NSV -- Attitude Change Spreads to Other Things [Long Post]
A few months ago I was remembering a cheat I had in Hawaii--coconut ice cream. It became a craving. I finally gave up and drove through a Braum's and thought I'd get a single scoop (and count it on MFP) but they didn't have anything like that. They had German Choc which had coconut, but that wasn't the same.
And so I drove away without getting anything.
This was a major big effing deal for me, not getting another flavor.
But I crossed a major milestone for me--I'd given myself permission to splurge (and acknowledge it honestly) but if I couldn't have what I craved, I had no desire for a substitute. My sleeve and my loss of true hunger and the habits I'd been building for several months had resulted in me not even WANTING some other ice cream. Couldn't have coconut? Well, in that case, I'd rather go home and get some SF Peach flavored Greek Yogurt. (Which I love.)
I've since gotten SF Coconut Torani.
Later I did find a place that had coconut ice cream and I did get it three different times. But that place is now gone and I'm find without it, and I haven't gone after any other ice cream.
(I have to admit I also learned not to keep ice cream in my freezer because even though it's not usually a trigger for me, after having some for weeks that nobody else had eaten, one day I suddenly found myself eating it. Threw that sucker AWAY.)
So I'm not saying I'm perfect. I'm saying that the sleeve and the loss of hunger have allowed me to build new "muscles" -- the kinds of mental muscles that can go, "meh, never mind" in the face of sometthing that would have been a no-brainer, no-thinker, no-guilter prior to the sleeve. "No coconut? Okay, I'll take ____ instead." Because once I gave myself permission to cheat, there was no reason not to.
Except that I didn't want it.
I can't begin to express what a big deal this was and continues to be. Yes, there are times when I do want something and do struggle, but they are not often, and this is because of my sleeve and my own commitment to eating properly 98% of the time. And it works.
But it is spreading to other parts of my life, finally. When culling out my closet and drawers (again) I started trying on everything I had that I still could wear. I had seen an article with pictures by somebody who had decided she had to wear everything in her closet last year, at least once, and if she wouldn't wear it for any reason, it had to go out the door. She was talking about wearing it out the door to work or play.

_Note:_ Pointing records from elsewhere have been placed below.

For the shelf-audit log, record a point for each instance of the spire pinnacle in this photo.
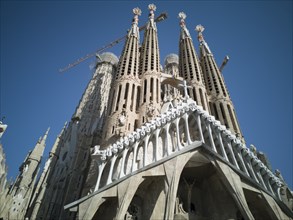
(46, 134)
(182, 16)
(199, 28)
(136, 12)
(184, 31)
(134, 29)
(152, 8)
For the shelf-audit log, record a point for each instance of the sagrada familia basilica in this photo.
(149, 142)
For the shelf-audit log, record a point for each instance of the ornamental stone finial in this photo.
(199, 28)
(152, 7)
(137, 12)
(182, 17)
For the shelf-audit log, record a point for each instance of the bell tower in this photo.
(189, 66)
(149, 70)
(123, 108)
(220, 103)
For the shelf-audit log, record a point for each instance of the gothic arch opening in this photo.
(201, 193)
(148, 200)
(193, 128)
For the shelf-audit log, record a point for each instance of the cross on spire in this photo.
(185, 86)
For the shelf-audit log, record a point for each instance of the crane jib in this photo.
(160, 18)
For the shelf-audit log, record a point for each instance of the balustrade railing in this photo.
(171, 132)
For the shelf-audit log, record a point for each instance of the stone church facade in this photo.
(151, 142)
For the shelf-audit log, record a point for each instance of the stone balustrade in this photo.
(180, 129)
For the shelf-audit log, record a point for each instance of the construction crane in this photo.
(161, 17)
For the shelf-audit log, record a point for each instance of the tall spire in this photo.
(150, 57)
(220, 103)
(123, 103)
(149, 70)
(189, 65)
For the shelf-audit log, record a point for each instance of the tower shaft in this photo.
(189, 66)
(150, 97)
(122, 117)
(220, 103)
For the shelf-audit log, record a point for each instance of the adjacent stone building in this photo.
(148, 142)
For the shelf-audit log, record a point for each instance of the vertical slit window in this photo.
(158, 91)
(202, 99)
(132, 97)
(152, 89)
(112, 101)
(194, 94)
(126, 95)
(216, 111)
(224, 115)
(145, 90)
(138, 98)
(118, 98)
(232, 118)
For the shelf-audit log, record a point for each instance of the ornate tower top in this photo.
(199, 28)
(136, 12)
(184, 31)
(152, 9)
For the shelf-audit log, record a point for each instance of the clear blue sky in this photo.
(38, 38)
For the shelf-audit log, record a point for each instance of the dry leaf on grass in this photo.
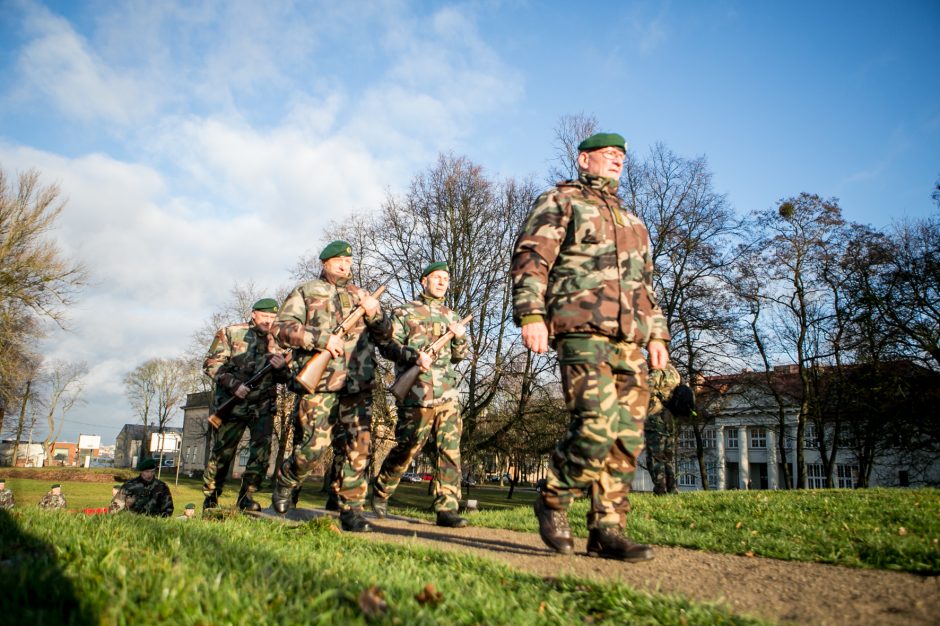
(429, 595)
(372, 602)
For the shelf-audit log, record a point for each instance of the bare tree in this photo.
(37, 281)
(64, 386)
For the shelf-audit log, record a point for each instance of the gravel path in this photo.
(783, 591)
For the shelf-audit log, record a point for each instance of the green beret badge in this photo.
(336, 248)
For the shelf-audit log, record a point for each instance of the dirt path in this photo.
(783, 591)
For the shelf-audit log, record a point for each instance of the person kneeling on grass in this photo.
(144, 495)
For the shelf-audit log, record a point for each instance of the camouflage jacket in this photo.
(310, 314)
(6, 499)
(52, 501)
(153, 498)
(582, 263)
(237, 352)
(416, 325)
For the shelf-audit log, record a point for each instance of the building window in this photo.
(711, 471)
(846, 476)
(815, 476)
(732, 439)
(710, 438)
(688, 473)
(758, 437)
(810, 439)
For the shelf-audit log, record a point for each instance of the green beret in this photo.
(268, 305)
(603, 140)
(336, 248)
(434, 266)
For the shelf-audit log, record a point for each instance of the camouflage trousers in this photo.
(415, 425)
(259, 420)
(660, 440)
(605, 387)
(321, 416)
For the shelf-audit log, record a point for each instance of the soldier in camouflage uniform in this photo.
(54, 499)
(582, 280)
(7, 501)
(431, 407)
(343, 397)
(144, 495)
(660, 430)
(237, 352)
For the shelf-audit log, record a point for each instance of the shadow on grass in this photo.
(33, 587)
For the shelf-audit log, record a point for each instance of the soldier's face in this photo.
(263, 319)
(436, 283)
(607, 162)
(338, 268)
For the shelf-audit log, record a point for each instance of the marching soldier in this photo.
(582, 282)
(236, 354)
(342, 398)
(431, 408)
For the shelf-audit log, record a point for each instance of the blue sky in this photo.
(202, 144)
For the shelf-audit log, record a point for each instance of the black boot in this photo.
(332, 501)
(610, 543)
(211, 502)
(353, 521)
(449, 519)
(553, 527)
(245, 502)
(281, 498)
(379, 505)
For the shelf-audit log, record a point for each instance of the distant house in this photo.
(740, 439)
(130, 442)
(27, 454)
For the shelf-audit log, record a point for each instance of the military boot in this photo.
(281, 498)
(553, 527)
(211, 502)
(353, 521)
(332, 501)
(245, 502)
(610, 543)
(379, 505)
(449, 519)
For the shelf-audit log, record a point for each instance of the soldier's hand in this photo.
(535, 337)
(659, 355)
(335, 346)
(370, 304)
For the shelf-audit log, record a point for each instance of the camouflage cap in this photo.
(433, 266)
(269, 305)
(336, 248)
(603, 140)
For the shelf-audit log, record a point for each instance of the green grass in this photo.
(894, 529)
(57, 567)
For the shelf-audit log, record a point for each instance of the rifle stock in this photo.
(310, 374)
(215, 420)
(409, 377)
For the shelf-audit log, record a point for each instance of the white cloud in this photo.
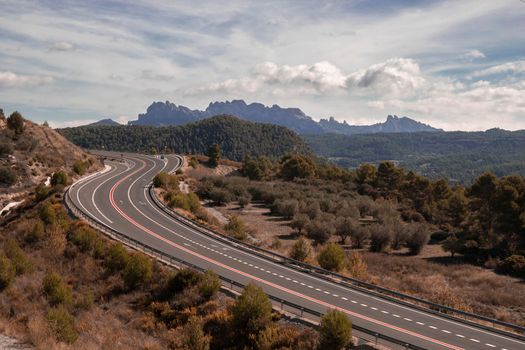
(10, 79)
(396, 76)
(62, 46)
(509, 67)
(474, 54)
(319, 77)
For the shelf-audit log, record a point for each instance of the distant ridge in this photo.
(105, 122)
(167, 113)
(238, 138)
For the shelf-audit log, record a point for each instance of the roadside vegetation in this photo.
(376, 224)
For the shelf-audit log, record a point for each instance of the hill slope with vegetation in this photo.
(456, 156)
(64, 285)
(237, 138)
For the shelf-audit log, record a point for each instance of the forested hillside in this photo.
(237, 138)
(456, 156)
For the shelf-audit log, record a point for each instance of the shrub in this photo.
(320, 231)
(214, 154)
(139, 270)
(7, 176)
(335, 331)
(244, 200)
(513, 265)
(332, 257)
(194, 336)
(452, 245)
(220, 196)
(300, 249)
(252, 311)
(79, 167)
(17, 256)
(359, 236)
(166, 181)
(193, 162)
(117, 258)
(418, 239)
(56, 291)
(48, 214)
(37, 233)
(299, 222)
(42, 192)
(5, 149)
(59, 178)
(400, 236)
(85, 301)
(7, 272)
(181, 280)
(379, 239)
(63, 324)
(209, 285)
(287, 208)
(84, 238)
(356, 266)
(235, 228)
(15, 122)
(344, 228)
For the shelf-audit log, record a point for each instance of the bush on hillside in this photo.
(7, 272)
(300, 250)
(7, 176)
(252, 311)
(15, 122)
(117, 258)
(209, 285)
(418, 239)
(138, 271)
(235, 228)
(380, 239)
(332, 257)
(18, 257)
(62, 324)
(335, 331)
(513, 265)
(59, 178)
(57, 291)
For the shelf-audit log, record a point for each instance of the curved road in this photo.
(117, 197)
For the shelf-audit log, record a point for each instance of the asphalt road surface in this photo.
(117, 197)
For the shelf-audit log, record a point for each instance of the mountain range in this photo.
(167, 113)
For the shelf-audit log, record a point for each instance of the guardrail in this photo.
(385, 293)
(285, 306)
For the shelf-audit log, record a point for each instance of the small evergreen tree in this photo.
(252, 311)
(214, 154)
(335, 331)
(300, 249)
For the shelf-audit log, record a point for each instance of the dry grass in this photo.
(449, 281)
(431, 275)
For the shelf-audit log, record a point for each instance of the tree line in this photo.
(236, 138)
(484, 221)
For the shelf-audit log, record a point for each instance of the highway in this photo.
(118, 197)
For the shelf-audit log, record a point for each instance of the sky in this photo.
(457, 65)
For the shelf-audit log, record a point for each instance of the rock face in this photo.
(393, 124)
(167, 113)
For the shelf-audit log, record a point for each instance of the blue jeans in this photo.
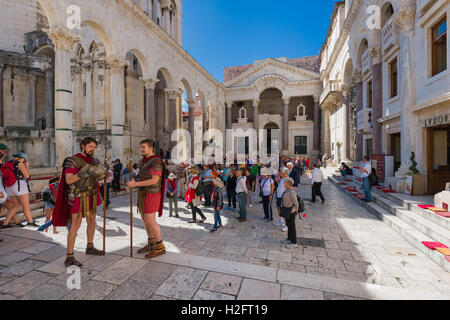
(217, 220)
(366, 188)
(242, 200)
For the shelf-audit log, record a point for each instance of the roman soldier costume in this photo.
(151, 198)
(80, 198)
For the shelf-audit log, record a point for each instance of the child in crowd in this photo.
(217, 201)
(171, 194)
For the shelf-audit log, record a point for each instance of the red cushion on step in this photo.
(443, 214)
(433, 245)
(425, 206)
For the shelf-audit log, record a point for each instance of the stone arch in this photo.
(100, 32)
(188, 88)
(50, 12)
(362, 47)
(387, 11)
(268, 82)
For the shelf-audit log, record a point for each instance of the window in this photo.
(393, 78)
(369, 94)
(439, 47)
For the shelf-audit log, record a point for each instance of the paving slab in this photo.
(182, 283)
(22, 285)
(121, 271)
(91, 290)
(259, 290)
(210, 295)
(133, 290)
(154, 273)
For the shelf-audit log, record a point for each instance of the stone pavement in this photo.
(345, 253)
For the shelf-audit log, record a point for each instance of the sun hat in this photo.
(21, 155)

I just decided I was going to put stuff on in front of the mirror, maybe combine with different pants or shoes. What I discovered when I started doing this was that my closet had stuff that I could wear but that I didn't really like that much. I'd bought it when I was losing and saw a good deal (or maybe just wanted to buy something new) but when I really started looking I thought, this blouse doesn't show my weight loss. It's the kind of blouse I wore to hide my body and it makes me feel like I'm still hiding. That's just one example, but it was my most typical reason for deciding to get rid of something--that I'd bought it in a burst of exurberance when I could wear smaller sizes and the more I looked at it actually on me, the more I realized I didn't want to wear it if I had other things available--and I did have other things available that I liked to wear, once I got the extra stuff out of the way so I could see what I had.
I have a big bag of clothes on its way to charity right now, and a beautiful, organized closet (wow). And a very short list of a few things I'd like to have, when I find exactly what I want, but no desire to take off surfing the net looking for more "stuff" unless it's exactly what I want.
And guess what else. I've decided to wear skirts. I've lived in jeans for years, but now I have decided that I like myself so much in just-above-the-knee skirts I'm going to wear them more often, even when grocery shopping. (Have my eye on a khaki pencil skirt and will get some espadrilles later this spring.)
To take it one step further, I bought a few closet organizing things, and while I was out I wandered through World Market and Pier One (I love exotic, bohemian stuff) and saw a lot of bargains, deep deep price cuts on cute things that a year ago I would have snatched up and brought home.
And I didn't buy a thing, because nothing was perfect. Nothing filled a need, nothing was exactly what I had been looking for, even a chair I'd had my eye on was on sale but when it came right down to it, I wasn't sure it was what I wanted, after all. (And I guarantee you, a year ago I would have bought it.)
Is this what is called self control? Hello, stranger. Where have you been all my life?
Whatever it is, I love it, and it started with the sleeve and me learning new lessons about eating, and it seems, about life.
I think peach is still my fave but I do love me some coconut. I even tried putting real coconut in greek yogurt. Meh.
I don't know how long this state will last but it really does feel like "muscles" strengthening, making it feel more normal to hold out for what I want instead of just nickel-and-diming myself (with food, with "stuff," with clothes).